Six ans après avoir quitté l’OM, menottes aux poignets entre policiers et huissiers, Bernard Tapie ne cache pas son sourire. Tout comme les supporters qui déploient fumigènes et banderoles aux abords du stade. Robert-Louis Dreyfus avait récupéré et régénéré la marque Adidas après le passage éclair de Bernard Tapie à la tête de la marque sportive. Un retour qui prend la forme d’un renvoi d’ascenseur.

Dans un communiqué, Bernard Tapie reste discret et tient à ne pas s’éparpiller.
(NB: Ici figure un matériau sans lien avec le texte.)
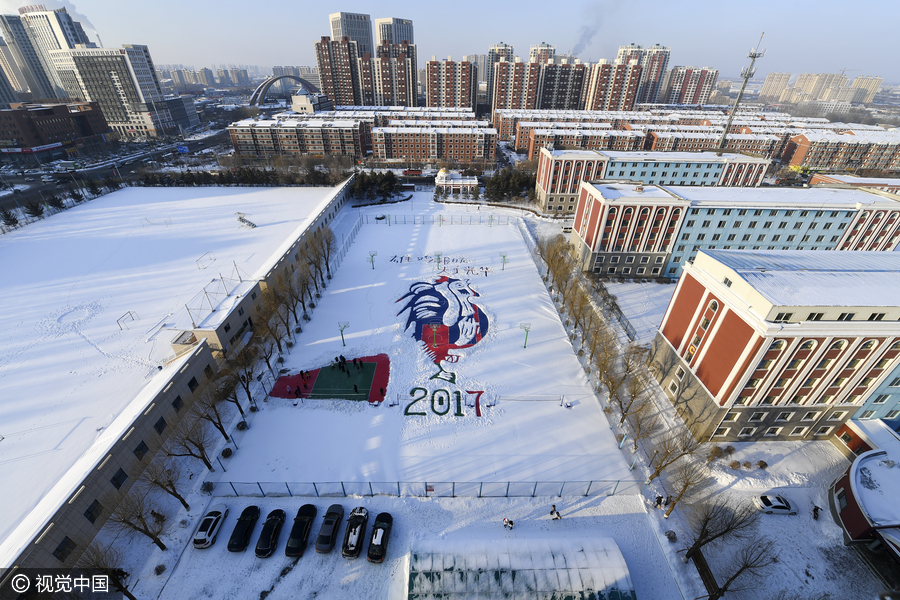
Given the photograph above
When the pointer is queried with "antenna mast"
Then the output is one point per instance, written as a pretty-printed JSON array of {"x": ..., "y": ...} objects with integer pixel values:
[{"x": 746, "y": 73}]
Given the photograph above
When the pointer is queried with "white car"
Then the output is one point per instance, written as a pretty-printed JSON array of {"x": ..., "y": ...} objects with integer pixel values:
[
  {"x": 210, "y": 525},
  {"x": 774, "y": 505}
]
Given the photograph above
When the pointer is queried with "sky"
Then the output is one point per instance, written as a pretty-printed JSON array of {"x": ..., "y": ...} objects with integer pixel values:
[{"x": 800, "y": 35}]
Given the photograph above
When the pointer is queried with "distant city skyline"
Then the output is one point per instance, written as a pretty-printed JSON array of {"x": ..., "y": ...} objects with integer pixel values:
[{"x": 700, "y": 33}]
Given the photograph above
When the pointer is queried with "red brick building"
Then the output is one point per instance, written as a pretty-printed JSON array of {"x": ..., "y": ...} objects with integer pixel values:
[
  {"x": 778, "y": 345},
  {"x": 450, "y": 83},
  {"x": 30, "y": 125}
]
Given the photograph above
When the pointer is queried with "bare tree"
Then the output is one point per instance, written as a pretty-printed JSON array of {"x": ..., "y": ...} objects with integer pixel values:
[
  {"x": 139, "y": 513},
  {"x": 672, "y": 447},
  {"x": 687, "y": 479},
  {"x": 208, "y": 407},
  {"x": 165, "y": 473},
  {"x": 242, "y": 365},
  {"x": 714, "y": 519},
  {"x": 107, "y": 559},
  {"x": 750, "y": 560},
  {"x": 644, "y": 422},
  {"x": 192, "y": 438}
]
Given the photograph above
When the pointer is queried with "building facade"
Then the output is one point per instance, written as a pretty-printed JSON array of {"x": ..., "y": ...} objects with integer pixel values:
[
  {"x": 294, "y": 137},
  {"x": 560, "y": 172},
  {"x": 605, "y": 233},
  {"x": 356, "y": 28},
  {"x": 776, "y": 345},
  {"x": 612, "y": 86},
  {"x": 689, "y": 85},
  {"x": 477, "y": 146},
  {"x": 394, "y": 31},
  {"x": 450, "y": 84}
]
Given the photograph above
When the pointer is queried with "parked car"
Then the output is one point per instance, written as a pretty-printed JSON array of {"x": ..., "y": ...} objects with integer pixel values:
[
  {"x": 356, "y": 532},
  {"x": 268, "y": 537},
  {"x": 381, "y": 533},
  {"x": 300, "y": 531},
  {"x": 210, "y": 525},
  {"x": 240, "y": 537},
  {"x": 774, "y": 505},
  {"x": 328, "y": 532}
]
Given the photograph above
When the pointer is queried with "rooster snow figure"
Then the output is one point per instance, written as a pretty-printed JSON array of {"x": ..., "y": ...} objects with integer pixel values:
[{"x": 444, "y": 319}]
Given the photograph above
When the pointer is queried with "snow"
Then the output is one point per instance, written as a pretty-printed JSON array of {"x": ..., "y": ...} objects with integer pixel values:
[{"x": 67, "y": 281}]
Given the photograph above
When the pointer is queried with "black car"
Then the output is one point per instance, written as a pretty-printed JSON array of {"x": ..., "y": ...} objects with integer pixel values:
[
  {"x": 240, "y": 537},
  {"x": 268, "y": 537},
  {"x": 300, "y": 531},
  {"x": 381, "y": 533},
  {"x": 356, "y": 533},
  {"x": 331, "y": 525}
]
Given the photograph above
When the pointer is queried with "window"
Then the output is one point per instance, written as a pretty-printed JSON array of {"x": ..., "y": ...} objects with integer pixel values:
[
  {"x": 64, "y": 549},
  {"x": 141, "y": 451},
  {"x": 840, "y": 498},
  {"x": 93, "y": 511},
  {"x": 119, "y": 479}
]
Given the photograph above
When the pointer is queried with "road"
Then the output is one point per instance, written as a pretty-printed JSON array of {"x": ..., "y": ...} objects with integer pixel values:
[{"x": 39, "y": 190}]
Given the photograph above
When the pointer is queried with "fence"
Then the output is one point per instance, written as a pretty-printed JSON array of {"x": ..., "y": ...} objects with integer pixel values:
[
  {"x": 488, "y": 219},
  {"x": 429, "y": 489}
]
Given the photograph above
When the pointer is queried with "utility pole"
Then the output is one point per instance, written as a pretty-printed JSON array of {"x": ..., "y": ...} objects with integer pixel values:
[{"x": 746, "y": 74}]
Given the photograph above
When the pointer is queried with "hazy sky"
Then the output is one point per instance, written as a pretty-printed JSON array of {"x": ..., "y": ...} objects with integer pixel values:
[{"x": 800, "y": 35}]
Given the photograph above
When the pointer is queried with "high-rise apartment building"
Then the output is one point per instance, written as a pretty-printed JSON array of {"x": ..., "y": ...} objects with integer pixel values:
[
  {"x": 351, "y": 79},
  {"x": 870, "y": 84},
  {"x": 11, "y": 69},
  {"x": 689, "y": 85},
  {"x": 394, "y": 31},
  {"x": 495, "y": 54},
  {"x": 122, "y": 81},
  {"x": 391, "y": 78},
  {"x": 813, "y": 85},
  {"x": 775, "y": 84},
  {"x": 612, "y": 86},
  {"x": 653, "y": 61},
  {"x": 28, "y": 57},
  {"x": 337, "y": 62},
  {"x": 356, "y": 27},
  {"x": 450, "y": 83},
  {"x": 542, "y": 52}
]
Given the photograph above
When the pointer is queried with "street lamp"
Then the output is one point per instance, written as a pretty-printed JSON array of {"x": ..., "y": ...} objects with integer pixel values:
[
  {"x": 342, "y": 325},
  {"x": 527, "y": 328}
]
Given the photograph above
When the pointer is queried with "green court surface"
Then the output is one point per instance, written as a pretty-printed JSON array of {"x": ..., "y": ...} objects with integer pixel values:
[{"x": 334, "y": 383}]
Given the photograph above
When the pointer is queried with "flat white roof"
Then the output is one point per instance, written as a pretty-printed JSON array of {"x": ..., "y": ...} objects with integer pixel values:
[
  {"x": 875, "y": 477},
  {"x": 70, "y": 376},
  {"x": 811, "y": 198},
  {"x": 817, "y": 277}
]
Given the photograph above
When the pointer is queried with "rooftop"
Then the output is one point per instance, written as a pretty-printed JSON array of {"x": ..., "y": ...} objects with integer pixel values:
[
  {"x": 85, "y": 371},
  {"x": 816, "y": 277}
]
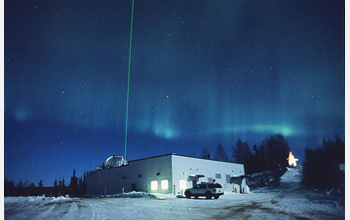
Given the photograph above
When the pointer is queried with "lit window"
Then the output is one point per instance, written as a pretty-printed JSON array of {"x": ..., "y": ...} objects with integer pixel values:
[
  {"x": 154, "y": 185},
  {"x": 164, "y": 184},
  {"x": 228, "y": 177},
  {"x": 183, "y": 184}
]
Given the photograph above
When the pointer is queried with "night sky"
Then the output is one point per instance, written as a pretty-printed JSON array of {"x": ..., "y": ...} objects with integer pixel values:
[{"x": 202, "y": 72}]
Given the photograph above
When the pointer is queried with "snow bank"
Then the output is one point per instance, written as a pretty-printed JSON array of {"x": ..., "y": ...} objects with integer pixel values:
[
  {"x": 34, "y": 199},
  {"x": 132, "y": 194}
]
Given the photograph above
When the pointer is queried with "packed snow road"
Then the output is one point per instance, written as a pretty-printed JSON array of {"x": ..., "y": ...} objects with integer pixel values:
[{"x": 276, "y": 205}]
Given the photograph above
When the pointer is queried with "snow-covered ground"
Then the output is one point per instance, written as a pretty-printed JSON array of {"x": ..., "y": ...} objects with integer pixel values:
[{"x": 286, "y": 202}]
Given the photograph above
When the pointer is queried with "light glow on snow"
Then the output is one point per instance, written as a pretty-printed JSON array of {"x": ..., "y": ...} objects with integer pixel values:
[{"x": 292, "y": 161}]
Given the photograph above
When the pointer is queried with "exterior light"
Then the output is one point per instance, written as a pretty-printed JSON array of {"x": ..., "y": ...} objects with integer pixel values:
[
  {"x": 164, "y": 184},
  {"x": 182, "y": 184},
  {"x": 154, "y": 185}
]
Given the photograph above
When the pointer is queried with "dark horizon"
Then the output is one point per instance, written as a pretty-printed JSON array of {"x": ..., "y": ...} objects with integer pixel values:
[{"x": 202, "y": 72}]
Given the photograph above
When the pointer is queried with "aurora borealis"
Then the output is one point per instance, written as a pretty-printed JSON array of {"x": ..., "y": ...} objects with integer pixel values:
[{"x": 202, "y": 72}]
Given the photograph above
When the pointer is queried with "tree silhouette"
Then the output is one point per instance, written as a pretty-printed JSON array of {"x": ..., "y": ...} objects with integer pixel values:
[
  {"x": 321, "y": 165},
  {"x": 73, "y": 185}
]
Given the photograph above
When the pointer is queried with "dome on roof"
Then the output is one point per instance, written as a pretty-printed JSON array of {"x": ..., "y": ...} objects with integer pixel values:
[{"x": 114, "y": 161}]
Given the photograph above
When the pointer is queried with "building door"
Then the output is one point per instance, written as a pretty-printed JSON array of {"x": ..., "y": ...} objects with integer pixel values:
[{"x": 133, "y": 186}]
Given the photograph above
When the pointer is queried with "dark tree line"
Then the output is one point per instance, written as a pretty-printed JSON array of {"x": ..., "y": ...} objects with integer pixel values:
[
  {"x": 321, "y": 165},
  {"x": 270, "y": 155},
  {"x": 76, "y": 187}
]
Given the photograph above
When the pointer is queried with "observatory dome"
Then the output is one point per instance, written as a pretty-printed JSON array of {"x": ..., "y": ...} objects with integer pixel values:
[{"x": 114, "y": 161}]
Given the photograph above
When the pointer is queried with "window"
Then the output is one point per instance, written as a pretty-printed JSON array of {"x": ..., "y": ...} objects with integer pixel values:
[
  {"x": 164, "y": 184},
  {"x": 228, "y": 177},
  {"x": 154, "y": 185},
  {"x": 182, "y": 184}
]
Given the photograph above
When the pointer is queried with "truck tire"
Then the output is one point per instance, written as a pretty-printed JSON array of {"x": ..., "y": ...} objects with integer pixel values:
[{"x": 208, "y": 195}]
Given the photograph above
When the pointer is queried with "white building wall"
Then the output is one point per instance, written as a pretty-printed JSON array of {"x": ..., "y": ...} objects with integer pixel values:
[
  {"x": 137, "y": 175},
  {"x": 220, "y": 171}
]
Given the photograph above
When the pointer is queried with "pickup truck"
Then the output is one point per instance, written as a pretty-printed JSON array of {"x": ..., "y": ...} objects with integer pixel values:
[{"x": 208, "y": 190}]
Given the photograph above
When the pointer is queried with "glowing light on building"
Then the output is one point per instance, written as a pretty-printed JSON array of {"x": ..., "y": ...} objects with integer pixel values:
[
  {"x": 164, "y": 184},
  {"x": 292, "y": 161},
  {"x": 182, "y": 184},
  {"x": 154, "y": 185}
]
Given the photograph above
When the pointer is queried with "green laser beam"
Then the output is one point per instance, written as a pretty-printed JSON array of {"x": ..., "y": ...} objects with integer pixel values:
[{"x": 128, "y": 88}]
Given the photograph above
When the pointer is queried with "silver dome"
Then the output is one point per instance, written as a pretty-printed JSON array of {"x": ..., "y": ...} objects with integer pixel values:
[{"x": 114, "y": 161}]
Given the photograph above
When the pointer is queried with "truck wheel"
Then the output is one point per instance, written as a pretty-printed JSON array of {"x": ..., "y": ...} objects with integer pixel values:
[
  {"x": 208, "y": 195},
  {"x": 188, "y": 195}
]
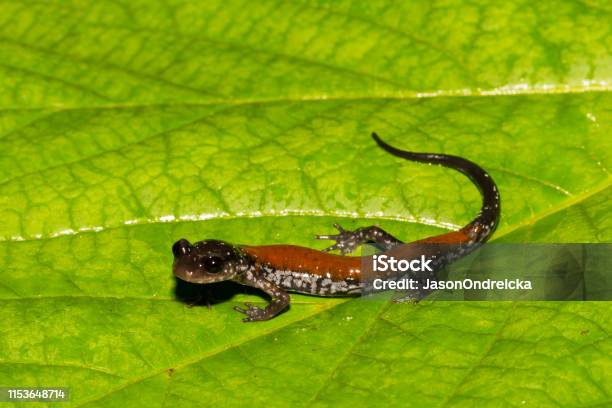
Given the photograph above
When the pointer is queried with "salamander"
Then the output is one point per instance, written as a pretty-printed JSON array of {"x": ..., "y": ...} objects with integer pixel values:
[{"x": 279, "y": 269}]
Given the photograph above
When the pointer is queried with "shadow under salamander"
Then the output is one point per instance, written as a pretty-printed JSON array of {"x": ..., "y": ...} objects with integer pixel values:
[{"x": 194, "y": 294}]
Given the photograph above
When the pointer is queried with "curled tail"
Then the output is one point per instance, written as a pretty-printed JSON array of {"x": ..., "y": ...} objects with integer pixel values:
[{"x": 480, "y": 228}]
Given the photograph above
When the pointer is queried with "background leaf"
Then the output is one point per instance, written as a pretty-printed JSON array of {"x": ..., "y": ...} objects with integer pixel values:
[{"x": 127, "y": 125}]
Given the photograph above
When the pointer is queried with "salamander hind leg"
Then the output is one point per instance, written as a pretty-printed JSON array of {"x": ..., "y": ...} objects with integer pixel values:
[{"x": 348, "y": 241}]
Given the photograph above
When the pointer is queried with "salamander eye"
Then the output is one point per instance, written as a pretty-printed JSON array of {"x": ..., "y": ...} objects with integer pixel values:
[
  {"x": 212, "y": 264},
  {"x": 181, "y": 247}
]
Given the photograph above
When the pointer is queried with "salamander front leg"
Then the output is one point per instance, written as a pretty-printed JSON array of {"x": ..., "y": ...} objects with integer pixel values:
[
  {"x": 348, "y": 241},
  {"x": 279, "y": 299}
]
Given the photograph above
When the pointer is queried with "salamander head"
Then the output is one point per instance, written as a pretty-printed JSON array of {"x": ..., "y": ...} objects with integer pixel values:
[{"x": 205, "y": 261}]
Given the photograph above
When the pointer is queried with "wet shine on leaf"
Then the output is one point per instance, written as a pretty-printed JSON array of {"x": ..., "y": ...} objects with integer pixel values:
[{"x": 127, "y": 125}]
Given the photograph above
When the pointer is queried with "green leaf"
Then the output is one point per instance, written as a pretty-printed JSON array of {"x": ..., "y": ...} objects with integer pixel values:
[{"x": 127, "y": 125}]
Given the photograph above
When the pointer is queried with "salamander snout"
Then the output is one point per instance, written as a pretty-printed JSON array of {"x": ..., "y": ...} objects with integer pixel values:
[
  {"x": 205, "y": 261},
  {"x": 181, "y": 247}
]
J’accepte avec beaucoup d’émotion. je suis conscient de l’attente de tous ceux qui aiment l’OM et je suis certain que toutes les énergies convergeront vers le club.

Bernard Tapie

De Noël le Graët, en passant par l’actuel président Gérard Bourgoin, le maire de Marseille Jean-Claude Gaudin et les anciennes gloires de l’OM, tous se félicitent de cette décision.

Il ne faut pas se leurrer, Bernard Tapie retrouve un club en déliquescence sportive et financière. Peu de victoires et de titres sont enregistrés depuis 1993. Il est dur de sauver un club déjà noyé dans la catastrophe.

Pas de miracle

La prophétie ne s’est pas réalisée. L’OM s’est maintenu dans l’élite pour la saison 2000-2001 et a trouvé la neuvième place la saison suivante. L’officieux directeur sportif n’a pas pu créer ce sursaut olympien. Les marches sont trop proches du précipice pour sauver quoi que ce soit. Entre l’affaire Nouma ou Skoro, les magouilles en tout genre et une équipe qui se bat avec ses adversaires plus facilement qu’elle ne gagne, c’est très compliqué pour l’homme d’affaires.

Face aux gros du championnat, l’OM ne voit pas la lumière et s’effondre face à un Lyon qui entame son hégémonie. Bernard Tapie est déçu. Le club titube et il ne peut rien changer. Eloigné des transferts, son grand fort, il ne s’occupe que du « sportif ».

J’ai quitté un club qui était le premier d’Europe, je retrouve huit ans plus tard un asile d’aliénés. C’est plus de médecins que de policiers dont l’OM a besoin.

Bernard Tapie, propos rapportés par Libération

Il ne peut pas être plus clair, l’OM n’est pas à reformer, mais à purger. Nanard, bien que roublard et intrépide n’a plus la volonté et les épaules pour s’y mettre. Entre deux litiges Ceccaldi/Dubiton il s’éloigne du club. S’écartant ainsi de l’ombre et la grisaille qui ronge le club. En juin 2002, il quitte l’OM, mais il part la tête haute et son image le suivra pour toujours.

Véritable légende

Bernard Tapie est une véritable légende du club, mué en « Boss » depuis son arrivée à la fin des années 80, il reste aujourd’hui indétrônable dans le cœur du peuple olympien. Sa volonté, son espièglerie, son vice, son sens des affaires définissent le monstre aimant et attachant qu’il est. Toujours à l’affût lorsqu’il faut apporter conseil, anecdotes concernant le club, il fait aujourd’hui face à des soucis de santé importants. Ses plus gros combats sont contre le cancer. Sa force naturelle, son abnégation et son mental lui sont utiles dans cette épreuve.